How much is the risk reduced? A recent
study suggests that prophylactic mastectomy may reduce the risk of breast cancer
by as much as 90 percent.
Is preventative mastectomy effective? In
reviewing past studies of prophylactic mastectomy, results vary widely. In some
studies, women had prophylactic mastectomies for a variety of reasons, such as
pain, fibrocystic breast disease, dense breast tissue, cancer phobia or a family
history of breast cancer. Some women still developed breast cancer even though
they had their breast tissue removed. But, in most studies, patients did not
develop breast cancer after prophylactic mastectomy. However, many of these
patients would not have been predicted to have had a high-risk cancer
development.
There have been arguments made that even for high-risk women, prophylactic
mastectomy is inappropriate because not all breast tissue can be removed during
a surgical procedure. To understand why, we need to know what composes breast
tissue and from where cancer comes.
Physiological challenges of prophylactic mastectomy Breast
tissue is composed primarily of fat tissue, connective tissue and glandular
tissue, which produces milk. It is in the glandular tissue of the breast where
breast cancers may develop, specifically in the milk ducts and the milk lobules.

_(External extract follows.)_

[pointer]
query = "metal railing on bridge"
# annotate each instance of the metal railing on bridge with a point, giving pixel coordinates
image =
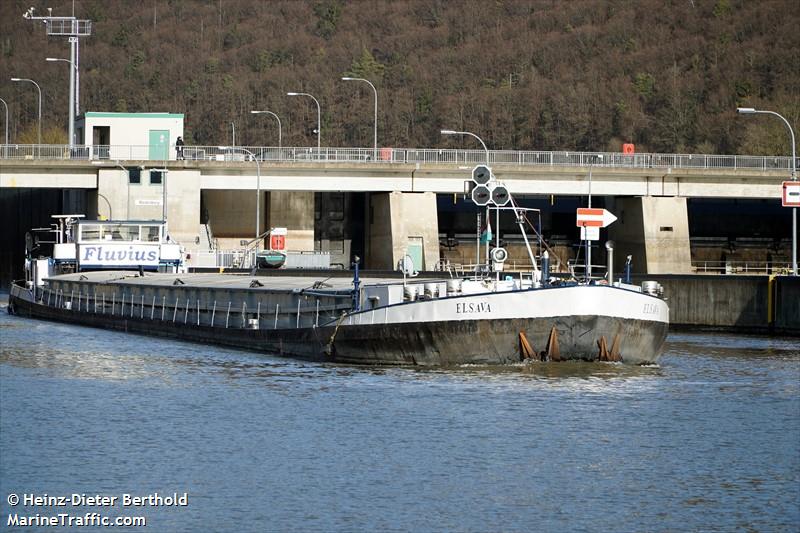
(390, 155)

These ducts and lobules are located in all parts of the breast tissue, including
tissue just under the skin. The breast tissue extends from the collar bone to
the lower rib margin, and from the middle of the chest, around the side and
under the arm.
In a mastectomy, it is necessary to remove tissue from just beneath the skin
down to the chest wall and around the borders of the chest. However, even with
very thorough and delicate surgical techniques, it is impossible to remove every
milk duct and lobule, given the extent of the breast tissue and the location of
these glands just beneath the skin.
Who should have surgery? Does this
mean that every patient should be considered for breast cancer prevention
surgery? The answer is clearly no. The decision to proceed with prophylactic
mastectomy is an individual decision. Such factors as an estimation of
individual breast cancer risk, the ability to monitor the patient for early
breast cancer and, most importantly, the patient’s concerns and feelings, need
to be considered in making this decision.

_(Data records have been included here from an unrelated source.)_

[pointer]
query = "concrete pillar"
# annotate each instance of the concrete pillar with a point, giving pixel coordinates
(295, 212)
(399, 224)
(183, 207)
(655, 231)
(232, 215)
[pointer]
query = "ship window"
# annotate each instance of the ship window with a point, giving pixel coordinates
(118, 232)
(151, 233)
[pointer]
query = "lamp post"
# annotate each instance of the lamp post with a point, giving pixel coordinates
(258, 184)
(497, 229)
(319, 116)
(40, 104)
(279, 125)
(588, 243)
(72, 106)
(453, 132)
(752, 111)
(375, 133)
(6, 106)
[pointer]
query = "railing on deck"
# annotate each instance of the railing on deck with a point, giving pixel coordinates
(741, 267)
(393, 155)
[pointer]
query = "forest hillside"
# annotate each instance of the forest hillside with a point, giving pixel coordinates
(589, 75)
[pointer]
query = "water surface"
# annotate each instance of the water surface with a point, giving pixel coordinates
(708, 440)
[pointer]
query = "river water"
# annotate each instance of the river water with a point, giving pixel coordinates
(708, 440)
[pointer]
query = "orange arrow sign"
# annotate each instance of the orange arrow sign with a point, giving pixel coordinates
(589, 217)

Prophylactic mastectomy should only be considered after you’ve received the
appropriate genetic and psychological counseling to discuss the psychosocial
effects of the procedure.
New developments broaden surgical options For
women who choose prophylactic mastectomy, several new and important surgical
options have become available.
It is now possible to remove breast tissue using skin-sparing techniques in
which the underlying breast tissue is removed from just under the skin and down
to the chest wall. This technique removes the vast majority of the glands where
breast cancer may be more likely to develop. The nipple and surrounding tissue,
called the areola, are also removed because the ducts converge toward the
nipple, creating a concentrated area of duct tissue. However, the skin of the
breast is spared, preserving the breast skin envelope.
When skin-sparing mastectomy is combined with immediate breast
reconstruction, the results can be excellent. Women who choose prophylactic
mastectomy, often combined with immediate reconstruction, are very pleased not
only with their choice but also the reconstruction.
While surgery is not an approach that should be advocated for all high-risk
individuals, it can be very important for appropriately selected women.